In a synagogue visit haunted by history, Pope Benedict XVI and Jewish leaders sparred over the record of the World War II-era Pope during the Holocaust and agreed on the need to strengthen Catholic-Jewish relations.
Both sides said the visit to the seat of the oldest Jewish community in the diaspora was an occasion to overcome what Benedict called “every misconception and prejudice”.
Signs of the Jewish community’s tragic history were abundant, as the German-born Benedict stopped at a plaque marking where Roman Jews were rounded up by the Nazis in 1943 and at another marking the slaying of a 2-year-old boy in an attack by Palestinian terrorists on the synagogue in 1982.
Benedict defended his predecessor Pius XII against critics, telling the audience that the Vatican had worked quietly to save Jews from the Nazis during World War II.
Many Jews object to Benedict moving Pius towards sainthood, contending that the wartime Pope didn’t do enough to protect Jews from the Holocaust.
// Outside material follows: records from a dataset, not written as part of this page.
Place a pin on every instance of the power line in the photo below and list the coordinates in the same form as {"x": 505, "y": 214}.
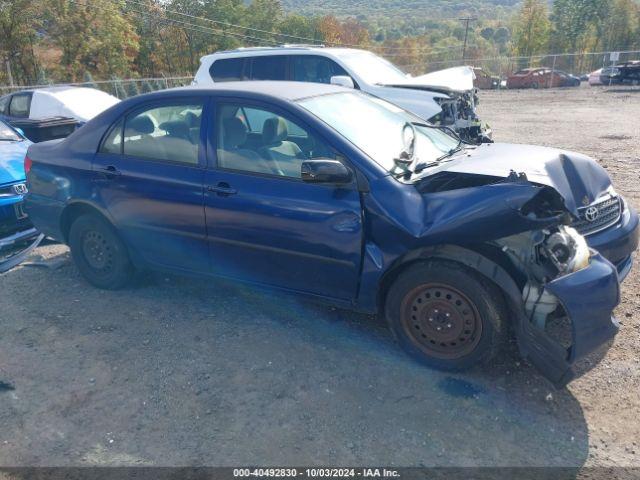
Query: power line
{"x": 466, "y": 33}
{"x": 186, "y": 25}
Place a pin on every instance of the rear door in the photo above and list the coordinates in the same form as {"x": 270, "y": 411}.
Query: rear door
{"x": 265, "y": 224}
{"x": 20, "y": 105}
{"x": 149, "y": 175}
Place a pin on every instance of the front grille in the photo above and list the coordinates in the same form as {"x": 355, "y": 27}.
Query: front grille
{"x": 608, "y": 213}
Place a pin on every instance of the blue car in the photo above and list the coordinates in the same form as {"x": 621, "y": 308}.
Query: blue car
{"x": 17, "y": 235}
{"x": 340, "y": 196}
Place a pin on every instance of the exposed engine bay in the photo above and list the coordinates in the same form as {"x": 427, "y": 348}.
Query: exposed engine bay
{"x": 542, "y": 256}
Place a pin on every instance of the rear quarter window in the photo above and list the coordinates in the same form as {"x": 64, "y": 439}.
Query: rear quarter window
{"x": 227, "y": 70}
{"x": 270, "y": 67}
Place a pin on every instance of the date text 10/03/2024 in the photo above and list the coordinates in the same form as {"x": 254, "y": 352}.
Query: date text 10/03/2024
{"x": 317, "y": 472}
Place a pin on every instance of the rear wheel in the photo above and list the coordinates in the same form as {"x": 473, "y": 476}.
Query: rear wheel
{"x": 446, "y": 315}
{"x": 99, "y": 253}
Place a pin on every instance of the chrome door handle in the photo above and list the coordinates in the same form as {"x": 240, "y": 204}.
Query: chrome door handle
{"x": 110, "y": 171}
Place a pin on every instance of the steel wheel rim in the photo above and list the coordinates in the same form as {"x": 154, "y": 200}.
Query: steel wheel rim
{"x": 441, "y": 321}
{"x": 97, "y": 252}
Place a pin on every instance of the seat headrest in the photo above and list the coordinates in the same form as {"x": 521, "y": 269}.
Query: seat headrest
{"x": 192, "y": 119}
{"x": 235, "y": 132}
{"x": 141, "y": 125}
{"x": 274, "y": 130}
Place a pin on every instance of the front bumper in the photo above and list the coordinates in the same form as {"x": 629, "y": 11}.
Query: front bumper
{"x": 588, "y": 297}
{"x": 16, "y": 245}
{"x": 617, "y": 243}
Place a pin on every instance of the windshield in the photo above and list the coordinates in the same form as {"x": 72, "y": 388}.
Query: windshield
{"x": 376, "y": 127}
{"x": 8, "y": 134}
{"x": 372, "y": 69}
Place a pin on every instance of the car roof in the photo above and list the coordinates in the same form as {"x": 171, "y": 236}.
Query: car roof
{"x": 286, "y": 90}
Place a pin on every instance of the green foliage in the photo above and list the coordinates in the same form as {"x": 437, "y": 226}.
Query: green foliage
{"x": 531, "y": 29}
{"x": 118, "y": 88}
{"x": 146, "y": 87}
{"x": 73, "y": 40}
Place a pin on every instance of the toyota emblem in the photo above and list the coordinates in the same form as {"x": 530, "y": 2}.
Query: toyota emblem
{"x": 591, "y": 214}
{"x": 20, "y": 189}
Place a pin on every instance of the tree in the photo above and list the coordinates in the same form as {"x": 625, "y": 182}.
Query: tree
{"x": 118, "y": 89}
{"x": 20, "y": 21}
{"x": 146, "y": 87}
{"x": 487, "y": 33}
{"x": 575, "y": 23}
{"x": 531, "y": 29}
{"x": 132, "y": 89}
{"x": 95, "y": 37}
{"x": 88, "y": 80}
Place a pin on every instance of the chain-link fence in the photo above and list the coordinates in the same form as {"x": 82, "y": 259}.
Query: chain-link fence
{"x": 121, "y": 88}
{"x": 500, "y": 67}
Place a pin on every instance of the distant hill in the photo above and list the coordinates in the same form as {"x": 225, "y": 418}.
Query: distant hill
{"x": 433, "y": 9}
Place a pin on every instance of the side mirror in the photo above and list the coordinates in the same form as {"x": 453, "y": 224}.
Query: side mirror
{"x": 324, "y": 170}
{"x": 342, "y": 81}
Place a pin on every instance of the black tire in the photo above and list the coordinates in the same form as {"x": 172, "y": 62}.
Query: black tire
{"x": 446, "y": 315}
{"x": 99, "y": 253}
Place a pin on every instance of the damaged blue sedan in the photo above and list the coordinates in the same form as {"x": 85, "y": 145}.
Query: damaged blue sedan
{"x": 343, "y": 197}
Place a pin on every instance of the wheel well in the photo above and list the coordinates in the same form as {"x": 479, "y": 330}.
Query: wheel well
{"x": 487, "y": 260}
{"x": 73, "y": 211}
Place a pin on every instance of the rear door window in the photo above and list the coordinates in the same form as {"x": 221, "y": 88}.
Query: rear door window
{"x": 167, "y": 133}
{"x": 4, "y": 103}
{"x": 271, "y": 67}
{"x": 227, "y": 70}
{"x": 314, "y": 68}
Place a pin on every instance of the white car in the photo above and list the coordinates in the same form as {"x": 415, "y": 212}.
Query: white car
{"x": 79, "y": 103}
{"x": 445, "y": 103}
{"x": 595, "y": 78}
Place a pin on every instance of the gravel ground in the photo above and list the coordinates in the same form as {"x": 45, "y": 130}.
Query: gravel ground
{"x": 179, "y": 371}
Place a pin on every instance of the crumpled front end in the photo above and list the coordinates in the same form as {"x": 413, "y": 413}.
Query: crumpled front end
{"x": 569, "y": 292}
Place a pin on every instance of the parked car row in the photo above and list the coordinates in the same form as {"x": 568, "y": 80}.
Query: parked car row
{"x": 347, "y": 185}
{"x": 452, "y": 105}
{"x": 17, "y": 234}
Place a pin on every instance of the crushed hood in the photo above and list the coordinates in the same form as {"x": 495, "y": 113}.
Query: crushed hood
{"x": 576, "y": 177}
{"x": 454, "y": 79}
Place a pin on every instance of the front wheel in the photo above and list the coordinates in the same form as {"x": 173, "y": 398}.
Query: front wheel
{"x": 446, "y": 315}
{"x": 99, "y": 253}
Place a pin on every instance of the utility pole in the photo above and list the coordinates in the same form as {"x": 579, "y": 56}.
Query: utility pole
{"x": 9, "y": 73}
{"x": 466, "y": 34}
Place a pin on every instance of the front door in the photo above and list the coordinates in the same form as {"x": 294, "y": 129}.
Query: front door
{"x": 149, "y": 175}
{"x": 265, "y": 224}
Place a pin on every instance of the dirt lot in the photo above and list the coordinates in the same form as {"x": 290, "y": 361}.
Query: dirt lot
{"x": 189, "y": 372}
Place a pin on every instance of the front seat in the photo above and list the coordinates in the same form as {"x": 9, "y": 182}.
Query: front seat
{"x": 285, "y": 154}
{"x": 232, "y": 156}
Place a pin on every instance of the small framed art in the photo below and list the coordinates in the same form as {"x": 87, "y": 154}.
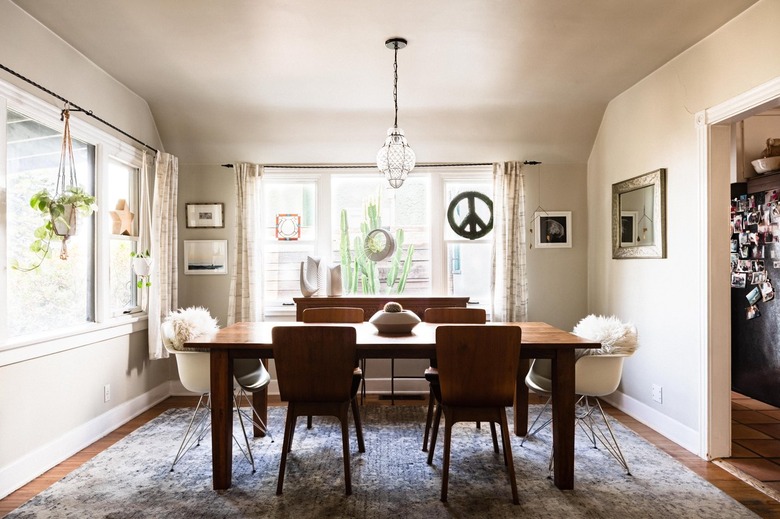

My conclusion is that Pius refused to speak up publicly, as he didn’t want to risk the Nazis and Fascists moving against the Church. Now this doesn’t make him a bad person – it was arguably a reasonable decision for the Pope to make.
But in my lay opinion, it should disqualify him from sainthood. Sainthood should not be bestowed when there is significant doubt.
Of course decisions on Sainthood, are decisions for the Catholic Church alone. But if they proceed, they should not be surprised that many will think less of the Church for such a decision.